How the Eerie Can be Political 

Shraytekh said the eerie is also sometimes presented as beautiful, especially as a way to make violence aesthetically pleasing. One example is Shakespeare’s Ophelia, a character in the play Hamlet who goes mad and drowns after her father is killed by her lover. Ophelia has been depicted as a beautiful and haunting figure across works of art, such as John Everett Millais’s painting from the 1850s. 

“Staging the dead woman as a beautiful thing is a political act and a political statement,” Shraytekh said. “There’s this sort of beauty ascribed by mainly male writers to dead women.
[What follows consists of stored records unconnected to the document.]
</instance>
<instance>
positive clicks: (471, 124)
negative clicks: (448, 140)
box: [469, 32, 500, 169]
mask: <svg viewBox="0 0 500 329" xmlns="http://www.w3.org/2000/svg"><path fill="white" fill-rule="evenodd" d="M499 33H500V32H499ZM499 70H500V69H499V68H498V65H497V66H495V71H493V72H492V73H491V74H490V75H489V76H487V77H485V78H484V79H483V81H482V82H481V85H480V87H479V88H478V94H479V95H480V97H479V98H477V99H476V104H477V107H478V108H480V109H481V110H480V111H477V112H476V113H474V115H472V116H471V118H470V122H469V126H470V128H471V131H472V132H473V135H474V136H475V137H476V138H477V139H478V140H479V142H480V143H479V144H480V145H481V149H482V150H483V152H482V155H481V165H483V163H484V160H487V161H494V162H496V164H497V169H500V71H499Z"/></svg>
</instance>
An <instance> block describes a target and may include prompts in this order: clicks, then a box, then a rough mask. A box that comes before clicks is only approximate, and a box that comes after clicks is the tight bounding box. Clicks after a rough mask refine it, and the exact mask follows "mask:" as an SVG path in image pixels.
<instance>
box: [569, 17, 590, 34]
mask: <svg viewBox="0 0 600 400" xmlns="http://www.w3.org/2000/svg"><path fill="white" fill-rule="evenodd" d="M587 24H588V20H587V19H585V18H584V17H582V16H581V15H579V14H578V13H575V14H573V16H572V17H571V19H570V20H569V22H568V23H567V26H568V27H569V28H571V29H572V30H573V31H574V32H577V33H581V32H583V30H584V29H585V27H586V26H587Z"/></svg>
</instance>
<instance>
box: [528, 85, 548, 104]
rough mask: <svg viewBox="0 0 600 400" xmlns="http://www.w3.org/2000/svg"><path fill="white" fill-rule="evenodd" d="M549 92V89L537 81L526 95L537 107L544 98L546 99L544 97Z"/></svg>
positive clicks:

What are the ethics of thinking that the eerie could be beautiful?” 

In Taylor Swift’s latest single, “The Fate of Ophelia,” she sings about avoiding the tragic fate of Ophelia by being in a fulfilling relationship. 

“It sounds like she’s really getting away from eeriness,” Napier said. “She’s saying, no, I won’t have that. That’s not going to be my future. I’m going to have something quite different and arguably more wholesome and more viable.” 

Jordan Peele’s 2017 film Get Out shows how eeriness can be used to expose societal ills like racism. The horror movie centers around Chris, a Black man who visits his white girlfriend’s parents’ house for the first time. As Chris experiences racism from the family and their friends, he soon discovers secrets beyond his imagination. In the film, there’s an eerie scene where the girlfriend’s mother stirs her teacup and hypnotizes Chris. 

“All kinds of stuff are going on under the surface, which clearly the director wants us to be aware of in certain ways, not always obviously. That teacup, which shouldn’t necessarily be an eerie, strange thing, becomes eerie in the circumstances that the movie is creating for us,” Napier said. 

The Search for Authenticity  

In the modern day, deepfakes and AI images often make reality uncertain and create an “uncanny valley” effect, in which an almost-human entity evokes feelings of discomfort or revulsion. 

Sci-fi films like Ex Machina, released in 2014, show the eerie aspect of human-like robots that are in full service of others. But, Shraytekh said, “AI and how eerie images look really take it to another level.” 

“It makes people obsessed with the idea of authenticity, which already is this slippery concept that I don’t think we can ever arrive at,” she said. “We’re yearning toward this authenticity that we can’t ever have.” 

The eerie often has a liminal quality, like falling down the rabbit hole in Alice in Wonderland. In Hayao Miyazaki’s 2001 Spirited Away, a young girl named Chihiro and her parents stumble upon an abandoned theme park. When her parents mysteriously turn into pigs, the girl finds herself alone in a supernatural realm.  

Being in a place with the last vestiges of modernity is often a defining feature of eerie settings in media, Napier said. There’s a lack of trust in the current time because of the imagined certainty that the past provides.  

“The eerie itself is a portal to see our world in a more complicated and, oddly enough, maybe more realistic light,” Shraytekh said.